Carnet de textique n° 9 : Détermination du « mouvement » dans l’écrit

Ce carnet offre une contribution présentée en 2011, au vingt-troisième Semtext (Séminaire annuel de textique), et retravaillée pour la session de 2017. L’étude, répondant à une invitation, n’était pas astreinte à employer la méthode ni les outils conceptuels de la textique. Cependant deux motifs ont conduit à la retenir pour figurer dans les Carnets : d’une part elle s’appuie sur la définition très large de l’écrit, tel que la discipline l’a établie, c’est-à-dire tout champ que déterminent des structures fondées sur un effet différentiel ; d’autre part elle s’efforce, même si sa démarche apparaît comme plus énumérative et descriptive que systématique, de satisfaire à la tâche formulée par Jean Ricardou dans la fiche du Cortext (Cercle Ouvert de Recherche en TEXTique) intégrée au Carnet de Textique n’ 8, c’est-à-dire explorer, en amorçant leur classification, les diverses modalités de mouvement repérables le cas échéant dans un écrit.

Une telle tentative a l’intérêt d’ouvrir sur un domaine complexe, jusqu’alors peu abordé dans le cadre de la textique, l’existence d’écrits qui apparaissent comme investis par un mouvement, qu’il soit effectif ou non, exigeant à ce titre l’élaboration d’une problématique nouvelle par rapport aux écrits dont les éléments sont fixes. Du même coup elle oblige à prendre en compte la dimension temporelle, dont l’observation d’écrits à l’allure immuable permet de faire abstraction.

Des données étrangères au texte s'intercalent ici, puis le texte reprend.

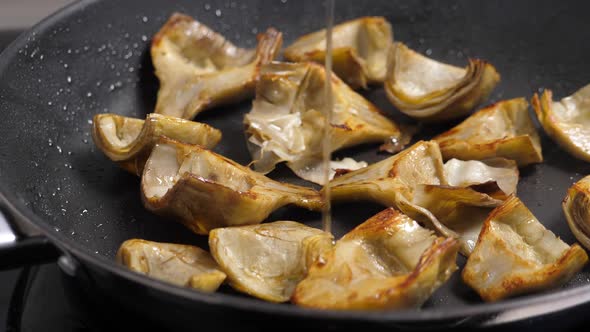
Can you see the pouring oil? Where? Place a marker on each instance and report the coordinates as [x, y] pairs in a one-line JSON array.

En tout état de cause, l’examen des occurrences et l’effort de classement qui l’accompagne ne prétendent pas fournir un inventaire exhaustif ni une répartition totalement achevée, mais s’applique à inventorier bon nombre de cas en les distribuant selon des catégories plus générales, susceptibles d’éclairer la recherche ultérieure. C’est donc d’un travail préparatoire qu’il s’agit, mais qui se montre fidèle à l’approche globale de la textique et qui peut servir d’ébauche à l’exploration d’un domaine de l’écrit que la théorie n’a pas encore traité.

Encore faut-il, comme il a été remarqué à propos du Carnet n° 8, faire preuve de prudence dans l’enquête et ne pas s’engager dans une conceptualisation hasardeuse qui laisserait de côté certains aspects décisifs des phénomènes et, dès lors, ne réussirait pas à prendre en compte, palier par palier, l’ensemble des cas envisageables.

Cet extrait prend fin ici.